Sorry for the inconvenience. Happy risking! -
Comment posted by Fendi, 09 Dec 2016, 10:09 pm.Everyone please thank Cireon for his work, this would not have been possible without him. And Matty for taking care of the database and the admins for handling this it so well.
-
Comment posted by Cireon, 09 Dec 2016, 10:13 pm.Me last week:
-
Comment posted by Hoodlum, 09 Dec 2016, 10:50 pm.Thanks team, appreciate your efforts
-
Comment posted by momagajic, 10 Dec 2016, 12:33 am.Nice to hear good news,thanks Cireon and other staff.
-
Comment posted by elysium5, 10 Dec 2016, 04:38 am.Thanks, you guys!
-
Comment posted by Madagascarter, 10 Dec 2016, 11:49 am.It's back! Thanks guys.
-
Comment posted by aeronautic, 12 Dec 2016, 12:16 am.Nice one Cireon... damn hackers!
-
Comment posted by Madagascarter, 22 Sep 2017, 08:20 am.Seriously people change your passwords on anything you have used that email for. I just realised that my spam email account, (account for anything not important) has been hacked and used to send inappropriate pictures. Luckily I had no money or anything on my email so no real harm done. The only link I could link it to though was the password database hack here so yeah, don't think it won't happen to you.
-
Comment posted by Matty, 22 Sep 2017, 04:24 pm.We may have leaked what your email was, but not what the password for your email was, so this hack could not give a hacker access to your email address (unless you told your password in a message, chat of forum on d12 or something - NEVER enter your passwords anywhere).

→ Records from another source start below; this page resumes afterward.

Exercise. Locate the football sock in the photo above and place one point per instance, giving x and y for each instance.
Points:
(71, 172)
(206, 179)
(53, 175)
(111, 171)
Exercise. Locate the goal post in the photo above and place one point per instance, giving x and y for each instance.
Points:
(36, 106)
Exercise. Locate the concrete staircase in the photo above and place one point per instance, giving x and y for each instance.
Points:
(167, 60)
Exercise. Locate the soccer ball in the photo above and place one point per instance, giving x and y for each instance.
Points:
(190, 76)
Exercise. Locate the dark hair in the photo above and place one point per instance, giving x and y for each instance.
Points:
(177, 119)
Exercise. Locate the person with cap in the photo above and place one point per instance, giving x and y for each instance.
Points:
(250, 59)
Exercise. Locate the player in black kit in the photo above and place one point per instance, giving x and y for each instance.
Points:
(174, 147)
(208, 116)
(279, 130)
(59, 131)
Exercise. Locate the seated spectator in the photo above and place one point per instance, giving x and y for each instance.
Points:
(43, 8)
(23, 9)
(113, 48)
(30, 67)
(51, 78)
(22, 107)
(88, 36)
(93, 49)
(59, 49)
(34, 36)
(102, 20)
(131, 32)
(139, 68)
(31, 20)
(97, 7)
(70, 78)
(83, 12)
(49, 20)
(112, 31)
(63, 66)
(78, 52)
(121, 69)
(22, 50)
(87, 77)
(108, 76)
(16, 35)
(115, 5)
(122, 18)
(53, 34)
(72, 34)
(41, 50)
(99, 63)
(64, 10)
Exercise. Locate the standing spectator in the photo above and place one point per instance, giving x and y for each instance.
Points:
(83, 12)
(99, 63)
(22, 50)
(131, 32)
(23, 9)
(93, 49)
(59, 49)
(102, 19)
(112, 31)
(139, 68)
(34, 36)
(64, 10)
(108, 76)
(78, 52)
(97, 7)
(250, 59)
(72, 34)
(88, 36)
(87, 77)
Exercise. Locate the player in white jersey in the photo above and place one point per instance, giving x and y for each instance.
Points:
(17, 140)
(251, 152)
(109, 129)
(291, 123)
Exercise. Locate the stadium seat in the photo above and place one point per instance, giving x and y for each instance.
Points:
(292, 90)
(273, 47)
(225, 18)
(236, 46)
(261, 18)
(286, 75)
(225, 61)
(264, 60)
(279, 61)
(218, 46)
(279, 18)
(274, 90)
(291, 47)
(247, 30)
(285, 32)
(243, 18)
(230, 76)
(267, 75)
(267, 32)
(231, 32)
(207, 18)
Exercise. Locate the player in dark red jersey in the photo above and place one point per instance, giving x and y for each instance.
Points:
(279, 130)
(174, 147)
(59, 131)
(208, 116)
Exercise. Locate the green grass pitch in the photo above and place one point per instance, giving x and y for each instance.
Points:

Even if you used your password of that email address on this site (note: reusing passwords is bad practice, don't do that), this site's hack will probably not be the leak of it, as we don't store your password for d12 - only a salted hash (with bcrypt, that's a good hash for passwords). It's extremely hard to get your original password from there.
Many services on the internet get hacked these days, skype, linkedin, windows live mail/hotmail (all the time), equifax. And not all of them tell you about it (or if they do, sometimes years after the incident).
The best defence against this is to use strong passwords and not reuse them on other sites (in order to remember these passwords, use a password manager). -
Comment posted by dough_boy, 22 Sep 2017, 04:32 pm.Could also be that you were using a password that has been "cracked" and that matches up against a hash table.
-
Comment posted by Madagascarter, 22 Sep 2017, 07:00 pm.Right, It was the only link I could think of so I guess I was just unlucky that this random hacker choose my spam account. I rarely go on it, I only went on it to get my early access link for the Fifa app and that is the only reason why I noticed it. I guess I've used this email and my password for a lot of sites which I might have only went on once just to try and find material and I've never told anyone my password except for direct family members and it's definitely not them so. I think I've got them out now. Is there an easy way to change my email on this site to a new one?
-
Comment posted by Matty, 22 Sep 2017, 09:23 pm.Go to the settings, right here: https://dominating12.com/account/accountinfo
-
Comment posted by dough_boy, 22 Sep 2017, 10:22 pm.Usually the data is sold or given away on the black market so it is highly likely your account was not used by the hacker and instead someone else.Madagascarter...I was just unlucky that this random hacker choose my spam account...
-
Comment posted by johnnybto, 06 Jan 2018, 10:34 pm.thanks team for the awesome job you do ALL the time in dealing with issues and whatnot, it is greatly appreciated.